Ask for “undervalued small caps” or “emerging mid-cap bets”, and the AI model still circles back to the same old suspects using new language. Meanwhile, the real compounders—the ones building quietly in Rajkot or Ludhiana—remain invisible. It’s a savage irony: the tool that’s thought to democratise discovery ends up reinforcing what’s already known.
Algorithmic consensus
And here’s the scary part. If enough investors lean on the same AI assistants, and those assistants lean on the same training data, we could all end up owning the same portfolio. Instead of diverse perspectives, we’ll have algorithmic consensus. Instead of healthy debate, we’ll have statistical convergence.
This isn’t just lazy investing, it’s dangerous. When too many portfolios hold the same set of familiar stocks, corrections become crashes as the exits get crowded. What looks like safety is in fact synchronized fragility. This isn’t diversification, it’s herd behaviour.
Western lens distorting the Indian view
There’s a deeper issue at play here. The bulk of content AI models are trained on is Western, especially American. AI speaks ETF fluently; it thinks in FAANG. Its mental model is shaped by Wall Street narratives and S&P 500 logic.
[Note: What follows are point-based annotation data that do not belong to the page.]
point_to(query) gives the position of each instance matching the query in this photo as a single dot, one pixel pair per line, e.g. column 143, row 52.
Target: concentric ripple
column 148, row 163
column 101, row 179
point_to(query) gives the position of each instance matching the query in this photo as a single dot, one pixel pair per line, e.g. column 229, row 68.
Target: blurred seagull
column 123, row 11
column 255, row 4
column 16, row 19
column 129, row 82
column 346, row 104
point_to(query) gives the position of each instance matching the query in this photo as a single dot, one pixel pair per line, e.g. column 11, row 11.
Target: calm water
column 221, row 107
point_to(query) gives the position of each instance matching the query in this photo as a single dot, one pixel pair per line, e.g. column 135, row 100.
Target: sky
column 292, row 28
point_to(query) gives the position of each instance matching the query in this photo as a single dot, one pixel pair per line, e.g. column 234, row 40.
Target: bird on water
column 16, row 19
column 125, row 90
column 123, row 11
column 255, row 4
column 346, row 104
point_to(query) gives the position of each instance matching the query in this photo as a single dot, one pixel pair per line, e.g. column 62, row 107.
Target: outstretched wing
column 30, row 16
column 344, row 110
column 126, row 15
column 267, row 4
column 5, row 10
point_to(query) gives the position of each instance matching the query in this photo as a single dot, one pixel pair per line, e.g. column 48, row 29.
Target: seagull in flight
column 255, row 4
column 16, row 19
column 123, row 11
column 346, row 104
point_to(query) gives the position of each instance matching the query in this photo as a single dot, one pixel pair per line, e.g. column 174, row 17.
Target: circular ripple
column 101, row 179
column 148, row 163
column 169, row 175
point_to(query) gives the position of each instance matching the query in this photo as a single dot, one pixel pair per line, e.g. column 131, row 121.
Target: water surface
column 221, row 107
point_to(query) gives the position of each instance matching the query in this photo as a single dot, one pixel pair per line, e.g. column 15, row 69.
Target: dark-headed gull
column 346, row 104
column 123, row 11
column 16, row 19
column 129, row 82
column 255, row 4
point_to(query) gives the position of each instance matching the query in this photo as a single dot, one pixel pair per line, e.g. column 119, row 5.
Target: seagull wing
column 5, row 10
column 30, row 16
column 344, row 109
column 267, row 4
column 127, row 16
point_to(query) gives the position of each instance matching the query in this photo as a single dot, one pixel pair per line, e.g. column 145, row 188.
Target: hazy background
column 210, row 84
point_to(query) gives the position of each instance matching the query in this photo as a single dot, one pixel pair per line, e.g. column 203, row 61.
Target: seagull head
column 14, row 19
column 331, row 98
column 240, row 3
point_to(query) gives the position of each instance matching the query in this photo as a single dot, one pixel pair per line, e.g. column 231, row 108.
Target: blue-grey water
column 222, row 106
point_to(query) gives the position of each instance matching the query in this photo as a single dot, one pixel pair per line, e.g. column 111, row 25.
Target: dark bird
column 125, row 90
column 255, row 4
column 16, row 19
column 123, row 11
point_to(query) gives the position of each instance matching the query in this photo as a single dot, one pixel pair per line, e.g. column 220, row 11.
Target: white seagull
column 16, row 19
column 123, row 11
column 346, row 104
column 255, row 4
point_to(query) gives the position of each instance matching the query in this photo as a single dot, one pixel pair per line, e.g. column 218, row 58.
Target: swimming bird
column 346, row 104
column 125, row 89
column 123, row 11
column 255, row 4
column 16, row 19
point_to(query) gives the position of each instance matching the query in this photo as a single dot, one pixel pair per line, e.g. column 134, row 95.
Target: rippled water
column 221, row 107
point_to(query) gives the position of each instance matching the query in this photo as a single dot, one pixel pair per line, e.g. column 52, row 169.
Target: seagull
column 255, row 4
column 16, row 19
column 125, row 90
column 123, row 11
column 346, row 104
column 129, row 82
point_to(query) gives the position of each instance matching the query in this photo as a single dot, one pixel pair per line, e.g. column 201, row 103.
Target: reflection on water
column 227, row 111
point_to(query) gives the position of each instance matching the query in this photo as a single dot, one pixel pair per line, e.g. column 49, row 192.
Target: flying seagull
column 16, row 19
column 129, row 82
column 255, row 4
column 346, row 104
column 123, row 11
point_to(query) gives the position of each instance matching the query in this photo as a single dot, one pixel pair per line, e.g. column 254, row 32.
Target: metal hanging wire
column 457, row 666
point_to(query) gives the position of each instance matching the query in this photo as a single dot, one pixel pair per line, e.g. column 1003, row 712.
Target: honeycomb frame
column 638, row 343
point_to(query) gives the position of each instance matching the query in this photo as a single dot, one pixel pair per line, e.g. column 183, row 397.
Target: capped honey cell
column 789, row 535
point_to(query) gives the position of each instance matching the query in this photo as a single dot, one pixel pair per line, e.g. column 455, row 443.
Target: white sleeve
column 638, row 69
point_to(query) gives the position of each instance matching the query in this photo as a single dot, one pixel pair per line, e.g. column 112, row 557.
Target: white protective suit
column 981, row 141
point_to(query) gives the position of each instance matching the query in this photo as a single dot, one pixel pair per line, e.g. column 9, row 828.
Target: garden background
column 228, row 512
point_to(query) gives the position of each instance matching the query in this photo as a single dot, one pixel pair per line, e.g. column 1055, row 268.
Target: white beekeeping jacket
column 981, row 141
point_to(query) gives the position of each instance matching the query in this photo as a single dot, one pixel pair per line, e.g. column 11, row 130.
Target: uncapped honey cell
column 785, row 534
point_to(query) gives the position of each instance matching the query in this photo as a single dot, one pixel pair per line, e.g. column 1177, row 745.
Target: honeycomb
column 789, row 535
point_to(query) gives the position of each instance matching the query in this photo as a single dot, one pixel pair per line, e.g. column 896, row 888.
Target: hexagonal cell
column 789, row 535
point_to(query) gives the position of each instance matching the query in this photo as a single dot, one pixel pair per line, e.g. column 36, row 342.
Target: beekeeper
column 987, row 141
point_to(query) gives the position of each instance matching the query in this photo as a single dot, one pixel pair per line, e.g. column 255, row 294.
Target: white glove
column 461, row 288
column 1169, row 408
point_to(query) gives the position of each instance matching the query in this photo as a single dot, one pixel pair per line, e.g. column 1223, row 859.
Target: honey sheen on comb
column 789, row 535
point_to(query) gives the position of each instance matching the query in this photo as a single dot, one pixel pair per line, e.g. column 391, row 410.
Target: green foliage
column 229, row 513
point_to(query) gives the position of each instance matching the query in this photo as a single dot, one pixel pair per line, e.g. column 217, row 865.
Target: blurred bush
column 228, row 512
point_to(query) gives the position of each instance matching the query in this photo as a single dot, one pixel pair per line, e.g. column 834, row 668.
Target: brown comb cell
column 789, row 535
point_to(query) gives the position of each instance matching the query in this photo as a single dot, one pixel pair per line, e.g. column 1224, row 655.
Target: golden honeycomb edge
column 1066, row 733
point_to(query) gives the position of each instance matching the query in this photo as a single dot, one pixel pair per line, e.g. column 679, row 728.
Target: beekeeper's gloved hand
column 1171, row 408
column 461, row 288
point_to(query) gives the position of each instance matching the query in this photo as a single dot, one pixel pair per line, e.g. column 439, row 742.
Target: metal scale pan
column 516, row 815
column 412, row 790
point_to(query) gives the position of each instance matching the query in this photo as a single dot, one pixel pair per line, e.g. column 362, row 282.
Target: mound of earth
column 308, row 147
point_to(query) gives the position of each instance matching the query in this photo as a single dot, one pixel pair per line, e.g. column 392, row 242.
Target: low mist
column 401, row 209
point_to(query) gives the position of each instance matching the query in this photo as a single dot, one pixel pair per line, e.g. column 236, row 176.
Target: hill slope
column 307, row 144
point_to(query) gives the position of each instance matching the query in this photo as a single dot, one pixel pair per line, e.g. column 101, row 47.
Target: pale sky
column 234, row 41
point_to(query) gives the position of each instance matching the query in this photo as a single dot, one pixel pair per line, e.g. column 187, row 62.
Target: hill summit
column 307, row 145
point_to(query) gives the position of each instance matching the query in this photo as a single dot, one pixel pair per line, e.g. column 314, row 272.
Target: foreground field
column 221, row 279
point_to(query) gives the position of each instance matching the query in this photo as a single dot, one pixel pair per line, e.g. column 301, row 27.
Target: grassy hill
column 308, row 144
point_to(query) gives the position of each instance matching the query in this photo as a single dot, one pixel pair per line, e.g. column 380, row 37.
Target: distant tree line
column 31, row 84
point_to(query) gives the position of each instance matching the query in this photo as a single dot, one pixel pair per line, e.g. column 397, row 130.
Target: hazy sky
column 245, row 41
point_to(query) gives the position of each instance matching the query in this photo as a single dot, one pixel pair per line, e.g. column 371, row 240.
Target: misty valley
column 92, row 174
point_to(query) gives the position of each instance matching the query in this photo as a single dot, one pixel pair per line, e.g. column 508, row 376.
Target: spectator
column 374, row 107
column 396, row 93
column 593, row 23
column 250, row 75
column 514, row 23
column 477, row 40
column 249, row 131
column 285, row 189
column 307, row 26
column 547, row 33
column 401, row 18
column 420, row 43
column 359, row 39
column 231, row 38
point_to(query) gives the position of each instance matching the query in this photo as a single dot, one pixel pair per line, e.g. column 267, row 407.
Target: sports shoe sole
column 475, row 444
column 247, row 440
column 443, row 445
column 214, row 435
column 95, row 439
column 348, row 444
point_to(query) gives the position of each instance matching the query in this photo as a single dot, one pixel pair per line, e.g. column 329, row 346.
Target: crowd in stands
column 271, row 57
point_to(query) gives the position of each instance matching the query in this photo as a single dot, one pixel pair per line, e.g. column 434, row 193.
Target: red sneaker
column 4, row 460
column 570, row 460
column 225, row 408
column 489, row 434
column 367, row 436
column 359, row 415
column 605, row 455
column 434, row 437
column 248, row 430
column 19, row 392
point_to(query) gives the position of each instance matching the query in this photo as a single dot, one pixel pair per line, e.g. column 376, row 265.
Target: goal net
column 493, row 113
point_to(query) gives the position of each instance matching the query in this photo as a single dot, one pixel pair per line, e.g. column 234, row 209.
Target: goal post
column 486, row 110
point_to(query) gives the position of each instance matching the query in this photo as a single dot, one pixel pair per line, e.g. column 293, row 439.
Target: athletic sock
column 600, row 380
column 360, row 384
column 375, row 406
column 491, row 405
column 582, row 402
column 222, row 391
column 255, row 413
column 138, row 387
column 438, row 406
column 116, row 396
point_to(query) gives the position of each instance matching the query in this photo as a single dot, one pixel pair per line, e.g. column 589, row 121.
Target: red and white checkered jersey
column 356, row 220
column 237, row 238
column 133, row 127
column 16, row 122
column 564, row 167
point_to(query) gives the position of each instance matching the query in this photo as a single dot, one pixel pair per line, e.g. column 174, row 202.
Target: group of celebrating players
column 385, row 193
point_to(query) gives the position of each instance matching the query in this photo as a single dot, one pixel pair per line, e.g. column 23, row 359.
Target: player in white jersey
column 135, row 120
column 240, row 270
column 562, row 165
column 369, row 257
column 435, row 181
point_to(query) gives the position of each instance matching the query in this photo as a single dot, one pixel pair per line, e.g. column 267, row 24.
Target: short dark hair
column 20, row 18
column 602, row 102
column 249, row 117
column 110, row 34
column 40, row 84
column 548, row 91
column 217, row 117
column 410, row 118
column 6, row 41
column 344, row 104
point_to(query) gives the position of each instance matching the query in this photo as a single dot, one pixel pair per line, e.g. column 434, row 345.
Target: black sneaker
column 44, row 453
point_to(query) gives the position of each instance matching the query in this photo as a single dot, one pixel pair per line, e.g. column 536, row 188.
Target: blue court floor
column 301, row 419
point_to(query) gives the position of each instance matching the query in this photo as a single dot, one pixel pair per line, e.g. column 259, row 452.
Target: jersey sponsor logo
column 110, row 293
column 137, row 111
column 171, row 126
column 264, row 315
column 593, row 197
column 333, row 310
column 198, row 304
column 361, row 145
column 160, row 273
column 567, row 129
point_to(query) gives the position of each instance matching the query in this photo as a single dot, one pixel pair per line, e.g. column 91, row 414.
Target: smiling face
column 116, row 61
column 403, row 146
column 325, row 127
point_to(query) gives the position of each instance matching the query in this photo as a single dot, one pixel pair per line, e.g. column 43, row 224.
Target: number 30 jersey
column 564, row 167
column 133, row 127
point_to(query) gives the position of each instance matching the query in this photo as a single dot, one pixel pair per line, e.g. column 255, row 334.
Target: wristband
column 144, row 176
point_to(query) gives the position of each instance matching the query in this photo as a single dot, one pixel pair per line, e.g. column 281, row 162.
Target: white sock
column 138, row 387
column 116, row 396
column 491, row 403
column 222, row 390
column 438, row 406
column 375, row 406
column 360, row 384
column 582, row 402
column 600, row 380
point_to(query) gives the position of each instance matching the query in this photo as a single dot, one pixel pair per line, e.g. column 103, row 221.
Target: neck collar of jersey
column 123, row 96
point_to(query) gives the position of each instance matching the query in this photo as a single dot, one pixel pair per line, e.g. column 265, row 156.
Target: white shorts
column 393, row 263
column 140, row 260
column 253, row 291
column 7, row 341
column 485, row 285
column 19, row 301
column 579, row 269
So when an Indian investor seeks guidance, it often responds with American frameworks — index-heavy allocation models, dividend strategies, passive investing mantras. But Indian markets don’t follow that script. We have promoter risk, capex booms, micro-cap turnarounds, and regulatory shocks. What works in New York doesn’t always map on to Mumbai. Yet we keep seeing our questions answered through this foreign filter, and wondering why the advice feels off.
AI isn’t the enemy, blind faith is
Generative AI has potential. It can simplify complex reports, translate jargon, and make financial learning more accessible. But it is not a stock-picker. It is not a strategist. It is certainly not a shortcut to outperformance. It will only make us smarter if we treat it as a tool, not a tutor.
Ask it to challenge your views, not endorse them. Ask for risks, not just trends. Ask it to explain the plumbing of industries, not pick the best faucets. Use it to think better. But don’t outsource your thinking.
Dr. Chandni Rani is assistant professor at Galgotias University; Dr. Simarjeet Singh is assistant professor at GLIM-G.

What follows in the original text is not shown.